Bランクの魔物二体が街中に出現してから三日。
集めようとしなくとも、目撃証言はいくらでも出てきた。
二人が、会話の中で王太子だとかベネット公爵だとか言っていた。魔物の卵だと、孵化させて平民にけしかけると叫んでいた。脅して女の子を手に入れようとしていた。
場所が貴族街だ。その中には、力を持つ平民だっている。
貴族の中にも、正義感から、あるいは追い落とす機会だと踏んで、王太子とベネット公爵を糾弾する者もいた。

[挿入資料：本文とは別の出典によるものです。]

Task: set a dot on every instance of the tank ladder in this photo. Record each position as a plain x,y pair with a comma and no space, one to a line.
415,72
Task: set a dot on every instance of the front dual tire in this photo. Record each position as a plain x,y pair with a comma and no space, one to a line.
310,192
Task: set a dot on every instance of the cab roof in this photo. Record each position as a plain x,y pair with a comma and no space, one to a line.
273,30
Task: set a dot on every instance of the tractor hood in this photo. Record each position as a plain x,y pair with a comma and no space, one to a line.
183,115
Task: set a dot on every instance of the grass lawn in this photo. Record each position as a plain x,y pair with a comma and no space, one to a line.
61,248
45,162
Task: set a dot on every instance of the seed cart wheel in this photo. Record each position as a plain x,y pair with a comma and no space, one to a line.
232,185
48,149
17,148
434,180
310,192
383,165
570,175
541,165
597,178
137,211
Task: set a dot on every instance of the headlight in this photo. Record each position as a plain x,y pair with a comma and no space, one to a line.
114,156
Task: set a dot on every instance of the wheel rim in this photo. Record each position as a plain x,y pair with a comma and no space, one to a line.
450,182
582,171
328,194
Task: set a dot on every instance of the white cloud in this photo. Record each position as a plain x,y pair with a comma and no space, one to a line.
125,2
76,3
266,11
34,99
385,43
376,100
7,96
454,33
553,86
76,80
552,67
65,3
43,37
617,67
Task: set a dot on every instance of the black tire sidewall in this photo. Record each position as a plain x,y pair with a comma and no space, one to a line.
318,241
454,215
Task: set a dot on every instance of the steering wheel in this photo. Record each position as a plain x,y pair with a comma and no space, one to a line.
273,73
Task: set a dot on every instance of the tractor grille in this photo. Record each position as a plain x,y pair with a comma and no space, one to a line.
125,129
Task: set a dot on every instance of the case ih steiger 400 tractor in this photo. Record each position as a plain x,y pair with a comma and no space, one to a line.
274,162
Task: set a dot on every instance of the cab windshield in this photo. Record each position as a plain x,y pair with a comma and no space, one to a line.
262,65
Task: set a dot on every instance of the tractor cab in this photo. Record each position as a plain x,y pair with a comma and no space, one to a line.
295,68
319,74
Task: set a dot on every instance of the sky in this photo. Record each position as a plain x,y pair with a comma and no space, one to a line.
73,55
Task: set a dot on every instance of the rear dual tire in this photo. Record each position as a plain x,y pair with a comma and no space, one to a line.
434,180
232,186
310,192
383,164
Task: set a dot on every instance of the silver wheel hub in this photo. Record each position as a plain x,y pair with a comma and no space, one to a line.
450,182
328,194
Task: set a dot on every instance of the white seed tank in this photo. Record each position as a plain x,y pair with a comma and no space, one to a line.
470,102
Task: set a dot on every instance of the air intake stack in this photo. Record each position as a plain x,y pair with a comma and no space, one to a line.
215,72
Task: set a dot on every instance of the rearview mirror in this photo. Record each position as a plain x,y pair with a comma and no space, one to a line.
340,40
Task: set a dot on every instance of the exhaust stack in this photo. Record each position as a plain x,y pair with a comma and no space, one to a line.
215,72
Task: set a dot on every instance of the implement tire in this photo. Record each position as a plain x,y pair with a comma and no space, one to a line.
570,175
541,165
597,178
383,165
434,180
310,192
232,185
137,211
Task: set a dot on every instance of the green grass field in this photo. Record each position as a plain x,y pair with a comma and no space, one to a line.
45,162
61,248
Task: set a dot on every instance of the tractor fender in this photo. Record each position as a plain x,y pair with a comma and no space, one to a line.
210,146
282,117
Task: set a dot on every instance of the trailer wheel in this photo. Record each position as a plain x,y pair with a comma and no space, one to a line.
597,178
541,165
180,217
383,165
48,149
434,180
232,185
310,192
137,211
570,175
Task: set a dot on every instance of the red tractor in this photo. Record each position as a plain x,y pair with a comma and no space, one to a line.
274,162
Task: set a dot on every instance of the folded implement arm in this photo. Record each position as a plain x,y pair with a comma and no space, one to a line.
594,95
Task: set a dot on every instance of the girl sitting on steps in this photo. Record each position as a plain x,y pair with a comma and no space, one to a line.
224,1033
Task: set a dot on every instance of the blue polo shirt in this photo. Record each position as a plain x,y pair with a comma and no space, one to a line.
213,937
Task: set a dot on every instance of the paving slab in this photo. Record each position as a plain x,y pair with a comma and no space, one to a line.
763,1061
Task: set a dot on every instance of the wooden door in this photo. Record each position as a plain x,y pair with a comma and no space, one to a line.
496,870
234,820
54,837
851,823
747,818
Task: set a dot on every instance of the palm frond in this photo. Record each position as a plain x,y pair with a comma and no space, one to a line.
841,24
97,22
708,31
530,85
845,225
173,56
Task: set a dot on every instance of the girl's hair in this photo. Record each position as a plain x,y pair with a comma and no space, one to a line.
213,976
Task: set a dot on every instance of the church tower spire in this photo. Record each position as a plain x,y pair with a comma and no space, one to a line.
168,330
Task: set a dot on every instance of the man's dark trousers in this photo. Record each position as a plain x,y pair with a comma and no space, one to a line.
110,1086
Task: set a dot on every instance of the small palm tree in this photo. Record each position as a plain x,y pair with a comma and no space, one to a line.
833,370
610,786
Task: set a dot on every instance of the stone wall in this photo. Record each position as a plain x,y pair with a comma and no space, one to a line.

そしてそれらの声をまとめ上げ、ルイス公爵が国王に二人の処分を求めたのだが、下された処分が、一週間の謹慎処分、というものだった。
生ぬるい、なんてものじゃない。
どんなに最低でも、王太子は王太子位の剥奪を。ベネット公爵は当主の座の罷免を。
事態がどれだけ大変だったか、分かっているのか。勇者達が動いてくれなければ、王都は滅びていたかもしれないのだ。
だと言うのに。
「二人は勇者の前で魔物を孵化させたのだ。である以上、勇者が動くのは当然のこと。勇者が動き、被害が最小限で食い止められたのは、二人が最初から計画していた事である」
国王がそんな暴論を繰り広げた。国王にすり寄っている大勢の貴族も賛成した。その結果、わずか一週間の謹慎処分に納まったのだ。
(分かっているのか。この国は駄目だと魔族に思われたんだぞ。この国なら簡単に落とせると、魔族に判断されたんだ)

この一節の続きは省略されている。